* IDE DMA errors, massive disk corruption: Why? Fixed Yet? Why not re-do failed op?
@ 2003-10-06 18:42 Daniel B.
2003-10-06 19:11 ` Bartlomiej Zolnierkiewicz
0 siblings, 1 reply; 7+ messages in thread
From: Daniel B. @ 2003-10-06 18:42 UTC (permalink / raw)
To: linux-kernel@vger.kernel.org
I just got bitten _again_ by IDE DMA timeout errors and massive
filesystem corruption in kernel 2.4.22 (on an Asus A7M266-D dual-Athlon
XP motherboard (AMD 768 chip / amd7441 IDE controller)).
(I had turned DMA off in my init scripts, but apparently Debian
unstable's k7-smp configuration enables DMA by default before my init
scripts get control. Ext3 journal "recovery" trashed my system
partition.)
What's going on with the IDE DMA bugs? They have existed since 2.2
(right?), and even at .22 in the 2.4 series they still exist. Why
have they been around so long? Is it that few kernel developers use
the combinations of hardware or configuration options that expose
the bugs (like my dual-CPU box with IDE, not SCSI, disks)?
Are the DMA bugs believed to be fixed (for real) yet? IF so, in which
version?
Is there any consolidated documentation of the combinations of factors
that cause corruption, or of how to reliably avoid corruption (like
all the things to check to make sure your kernel never even tries to
enable DMA)?
Also, why does a DMA timeout cause such corruption? Doesn't the kernel
keep track of uncompleted operations, retain the information needed to
try again, and try again if there's a failure? If not, why not?
If it can't try again, shouldn't the kernel at least abort after one
disk-write failure instead of performing additional writes, which
frequently depend on the previous writes? (E.g., if I try to read
block 1's data and write it to block 2, and then write something new
to block 1, if the first write fails but continue and do the second
write, data gets destroyed. If the first write fails and I stop right
away, less is destroyed.)
Daniel
--
Daniel Barclay
dsb@smart.net
^ permalink raw reply [flat|nested] 7+ messages in thread
* Re: IDE DMA errors, massive disk corruption: Why? Fixed Yet? Why not re-do failed op?

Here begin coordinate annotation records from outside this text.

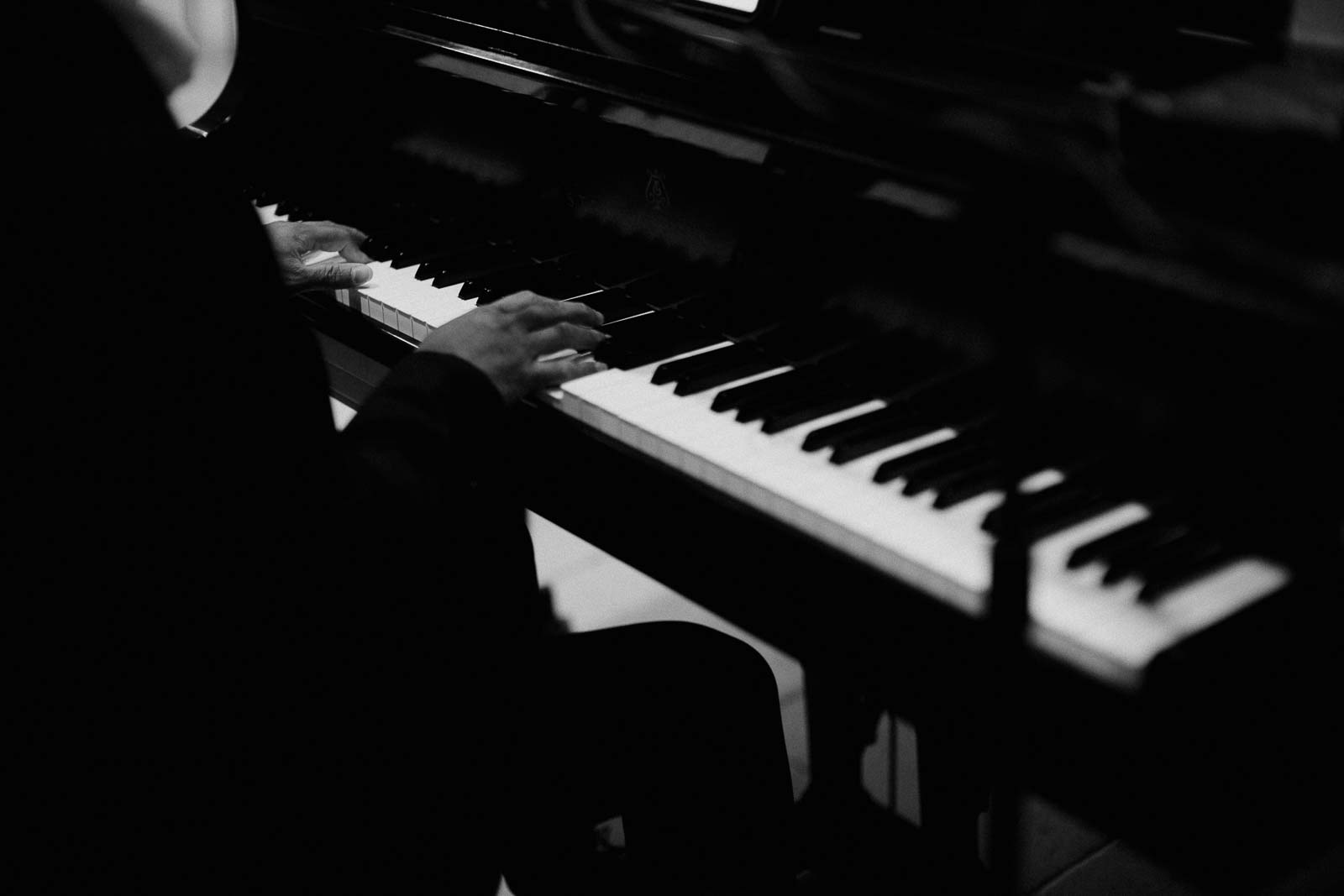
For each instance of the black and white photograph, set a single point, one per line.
(676, 448)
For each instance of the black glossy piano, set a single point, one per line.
(988, 364)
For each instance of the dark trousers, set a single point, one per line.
(674, 727)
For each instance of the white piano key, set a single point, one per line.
(1102, 629)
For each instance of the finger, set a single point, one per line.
(539, 315)
(335, 275)
(333, 238)
(564, 335)
(548, 374)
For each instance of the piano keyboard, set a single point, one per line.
(900, 479)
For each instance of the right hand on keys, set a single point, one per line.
(510, 338)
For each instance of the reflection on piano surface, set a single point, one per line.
(820, 322)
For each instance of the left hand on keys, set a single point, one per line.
(292, 241)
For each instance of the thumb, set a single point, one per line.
(336, 275)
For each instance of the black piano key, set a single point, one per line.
(665, 289)
(732, 398)
(615, 305)
(855, 426)
(1132, 558)
(1175, 573)
(729, 355)
(808, 338)
(822, 389)
(967, 484)
(918, 459)
(1126, 560)
(1047, 521)
(960, 458)
(712, 379)
(884, 437)
(1061, 504)
(643, 340)
(501, 281)
(810, 410)
(1105, 547)
(437, 257)
(480, 264)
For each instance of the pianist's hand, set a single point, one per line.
(510, 338)
(293, 239)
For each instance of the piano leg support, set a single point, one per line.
(954, 785)
(850, 839)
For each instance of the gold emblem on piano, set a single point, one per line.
(656, 191)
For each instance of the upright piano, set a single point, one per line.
(916, 316)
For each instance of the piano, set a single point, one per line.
(886, 291)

2003-10-06 18:42 IDE DMA errors, massive disk corruption: Why? Fixed Yet? Why not re-do failed op? Daniel B.
@ 2003-10-06 19:11 ` Bartlomiej Zolnierkiewicz
0 siblings, 0 replies; 7+ messages in thread
From: Bartlomiej Zolnierkiewicz @ 2003-10-06 19:11 UTC (permalink / raw)
To: Daniel B.; +Cc: linux-kernel@vger.kernel.org
There are different IDE DMA errors.
Please post error, dmesg and .config.
On Monday 06 of October 2003 20:42, Daniel B. wrote:
> I just got bitten _again_ by IDE DMA timeout errors and massive
> filesystem corruption in kernel 2.4.22 (on an Asus A7M266-D dual-Athlon
> XP motherboard (AMD 768 chip / amd7441 IDE controller)).
>
> (I had turned DMA off in my init scripts, but apparently Debian
> unstable's k7-smp configuration enables DMA by default before my init
> scripts get control. Ext3 journal "recovery" trashed my system
> partition.)
>
> What's going on with the IDE DMA bugs? They have existed since 2.2
> (right?), and even at .22 in the 2.4 series they still exist. Why
> have they been around so long? Is it that few kernel developers use
> the combinations of hardware or configuration options that expose
> the bugs (like my dual-CPU box with IDE, not SCSI, disks)?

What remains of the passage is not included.